On December 6, 2011, "Special Edna" was released on Blu-ray and DVD as part of the box set The Simpsons – The Complete Fourteenth Season. Staff members Al Jean, Ian Maxtone-Graham, Matt Selman, Tom Gammill, Matt Warburton, Bob Anderson, Mike B. Anderson, and David Silverman, as well as cast member Nancy Cartwright, participated in the DVD audio commentary for the episode. Deleted scenes from the episode were also included in the box set.

DVD Movie Guide's Colin Jacobson commented: "I’ve liked episodes that focus on Krapappel, but on the other hand, her relationship with Skinner has always been a bit of a dud. Those two factors cancel each other out to leave this as an average show, though the mockery of EPCOT scores some points. I think the real EPCOT is pretty fun, actually, but the program delivers some amusing pokes at it."
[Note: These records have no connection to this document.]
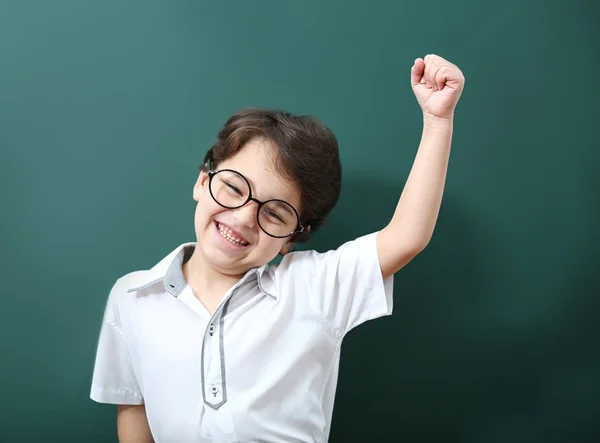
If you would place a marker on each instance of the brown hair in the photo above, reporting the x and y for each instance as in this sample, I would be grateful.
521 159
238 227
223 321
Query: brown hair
307 155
"Special Edna" was named the best episode of the fourteenth season of The Simpsons by IGN writers Robert Canning, Eric Goldman, Dan Iverson, and Brian Zoromski. They commented: "First and foremost, this episode, as the title implies, is a nice spotlight on poor, overworked, underpaid Mrs. Krabappel. Krabappel's relationship with Principal Skinner takes center stage [...] But there's a ton more to this episode, including Grampa's story about serving as a four year old in World War I; Milhouse showing up with his uncle to give Bart a ride in a Blackhawk Helicopter; and a trip to a very thinly veiled parody of Disney World's EPCOT Center [...] that is filled with spot on parodies like the World of Tomorrow ride, which is a horribly dated 1960s take on the far future of the year 1984."

==Cultural references==
The episode title is a take on the shortened form of "special education". EFCOT Center is a parody of EPCOT Center. When Bart informs his family about his pity date with Krabappel, Lisa mockingly asks "What happened to the Bart Simpson who put the mothballs in the beef stew?", a reference to lyrics from the 1990 Simpsons rap "Do the Bartman". The "Ride of Broken Dreams" is a mockery of the Enron scandal on its rise and fall into bankruptcy.